Hadwiger–Nelson problem
By the de Bruijn–Erdős theorem, a result of de Bruijn & Erdős (1951), the problem is equivalent (under the assumption of the axiom of choice) to that of finding the largest possible chromatic number of a finite unit distance graph.
According to Jensen & Toft (1995), the problem was first formulated by Nelson in 1950, and first published by Gardner (1960).
Hadwiger (1945) had earlier published a related result, showing that any cover of the plane by five congruent closed sets contains a unit distance in one of the sets, and he also mentioned the problem in a later paper (Hadwiger 1961).

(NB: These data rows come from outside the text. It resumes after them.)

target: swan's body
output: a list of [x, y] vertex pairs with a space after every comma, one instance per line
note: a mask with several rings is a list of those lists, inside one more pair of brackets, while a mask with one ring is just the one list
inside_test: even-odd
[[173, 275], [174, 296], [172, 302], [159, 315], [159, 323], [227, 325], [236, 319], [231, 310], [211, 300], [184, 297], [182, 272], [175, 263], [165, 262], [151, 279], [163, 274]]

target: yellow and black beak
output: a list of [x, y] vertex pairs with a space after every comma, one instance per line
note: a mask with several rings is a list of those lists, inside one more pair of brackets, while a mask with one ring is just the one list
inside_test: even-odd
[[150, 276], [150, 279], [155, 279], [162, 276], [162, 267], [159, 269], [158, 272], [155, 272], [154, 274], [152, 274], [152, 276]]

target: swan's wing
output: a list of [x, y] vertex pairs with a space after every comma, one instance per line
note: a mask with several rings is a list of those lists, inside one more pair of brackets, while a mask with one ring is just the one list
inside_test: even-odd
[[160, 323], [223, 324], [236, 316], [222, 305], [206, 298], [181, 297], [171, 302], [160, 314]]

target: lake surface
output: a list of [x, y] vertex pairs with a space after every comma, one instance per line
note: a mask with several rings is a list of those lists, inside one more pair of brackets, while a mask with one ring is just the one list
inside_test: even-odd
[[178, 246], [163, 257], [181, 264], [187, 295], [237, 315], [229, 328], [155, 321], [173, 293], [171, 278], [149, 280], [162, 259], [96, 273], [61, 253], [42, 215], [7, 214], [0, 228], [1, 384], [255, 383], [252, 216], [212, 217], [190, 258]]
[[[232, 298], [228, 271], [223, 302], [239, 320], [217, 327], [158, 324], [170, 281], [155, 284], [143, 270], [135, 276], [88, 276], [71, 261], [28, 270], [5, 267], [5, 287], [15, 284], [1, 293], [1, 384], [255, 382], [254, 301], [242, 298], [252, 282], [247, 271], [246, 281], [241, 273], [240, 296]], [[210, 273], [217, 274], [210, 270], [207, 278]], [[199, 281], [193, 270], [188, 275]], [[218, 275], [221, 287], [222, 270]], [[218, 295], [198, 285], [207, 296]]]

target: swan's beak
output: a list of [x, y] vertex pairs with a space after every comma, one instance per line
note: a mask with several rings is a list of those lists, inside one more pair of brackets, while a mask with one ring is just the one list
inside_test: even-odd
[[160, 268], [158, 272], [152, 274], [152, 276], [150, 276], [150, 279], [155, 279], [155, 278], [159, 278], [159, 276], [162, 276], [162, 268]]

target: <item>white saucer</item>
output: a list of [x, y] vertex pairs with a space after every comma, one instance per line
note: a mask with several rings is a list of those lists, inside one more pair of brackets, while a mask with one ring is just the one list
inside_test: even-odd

One application of the problem connects it to the Beckman–Quarles theorem, according to which any mapping of the Euclidean plane (or any higher dimensional space) to itself that preserves unit distances must be an isometry, preserving all distances.
[3] The fact that the chromatic number of the plane must be at least four follows from the existence of a seven-vertex unit distance graph with chromatic number four, named the Moser spindle after its discovery in 1961 by the brothers William and Leo Moser.
This graph consists of two unit equilateral triangles joined at a common vertex, x.
[4] The lower bound was raised to five in 2018, when computer scientist and biogerontologist Aubrey de Grey found a 1581-vertex, non-4-colourable unit-distance graph.
[5] Mathematician Gil Kalai and computer scientist Scott Aaronson posted discussion of de Grey's finding, with Aaronson reporting independent verifications of de Grey's result using SAT solvers.
Kalai linked additional posts by Jordan Ellenberg and Noam Elkies, with Elkies and (separately) de Grey proposing a Polymath project to find non-4-colorable unit distance graphs with fewer vertices than the one in de Grey's construction.
[6] As of 2021, the smallest known unit distance graph with chromatic number 5 has 509 vertices.
The upper bound of seven on the chromatic number follows from the existence of a tessellation of the plane by regular hexagons, with diameter slightly less than one, that can be assigned seven colors in a repeating pattern to form a 7-coloring of the plane.